Beyond Localization: A Comprehensive Diagnosis of Perspective-Conditioned Spatial Reasoning in MLLMs from Omnidirectional Images

Multimodal Large Language Models (MLLMs) show strong visual perception, yet remain limited in reasoning about space under changing viewpoints. We study this challenge as Perspective-Conditioned Spatial Reasoning (PCSR) in 360-degree omnidirectional images, where broad scene coverage reduces ambiguity from partial observations without eliminating the need for viewpoint-dependent inference. To assess this capability, we introduce PCSR-Bench, a diagnostic benchmark of 84,373 question-answer pairs from 2,600 omnidirectional images across 26 indoor environments.
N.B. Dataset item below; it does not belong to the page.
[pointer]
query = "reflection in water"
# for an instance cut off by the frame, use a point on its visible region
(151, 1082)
PCSR-Bench contains eight tasks spanning foundational perception (e.g., object counting, relative distance, and relative direction) and advanced PCSR, including compositional chains, egocentric rotation, perspective re-anchoring, ego-distortion, and limited-FOV visibility. We evaluate 14 representative MLLMs and observe a substantial perception-reasoning gap: accuracy reaches 57.59% on foundational relative direction, but drops to 13.49% on egocentric rotation, 7.13% on egocentric distortion, and 0.64% on open-ended compositional reasoning. To probe the plasticity of this gap, we conduct an RL-based diagnostic study on a 7B-scale model. Reward shaping improves a matched 7B baseline from 31.10% to 60.06% under a controlled setting, suggesting that PCSR is partial plasticity rather than being fully immutable. Still, the gains are task-selective, sensitive to reward design including both weight allocation and reward formulation, and partially dependent on the evaluation protocol. These results position PCSR as a key bottleneck in current MLLMs and highlight limited but meaningful room for recovery under targeted optimization.

翻译：多模态大语言模型（MLLMs）展现出强大的视觉感知能力，但在视角变化条件下的空间推理方面仍存在局限。我们以360度全方位图像中的视角条件空间推理（PCSR）为切入点研究该挑战，此类图像凭借广阔的场景覆盖减少了局部观测的歧义性，但并未消除对视角依赖型推理的需求。为评估该能力，我们构建了PCSR-Bench诊断基准，包含来自26个室内环境中2600张全方位图像的84373个问答对。PCSR-Bench涵盖八个任务，横跨基础感知（如物体计数、相对距离、相对方向）与高级PCSR任务，包括组合链推理、自我中心旋转、视角重定向、自我中心畸变及有限视野可见性判断。我们评估了14个代表性MLLMs，观察到显著的感知-推理鸿沟：基础相对方向任务准确率达57.59%，但在自我中心旋转任务中降至13.49%，自我中心畸变任务中为7.13%，而开放式组合推理任务仅达0.64%。为探究该鸿沟的可塑性，我们基于7B规模模型开展了强化学习诊断研究。在受控条件下，奖励塑形使匹配的7B基线模型从31.10%提升至60.06%，表明PCSR具有部分可塑性而非完全固定不变。然而，性能提升呈现任务选择性，对包含权重分配和奖励公式化的奖励设计敏感，且部分依赖评估协议。这些结果将PCSR定位为当前MLLMs的关键瓶颈，并揭示了在针对性优化下存在有限但重要的改善空间。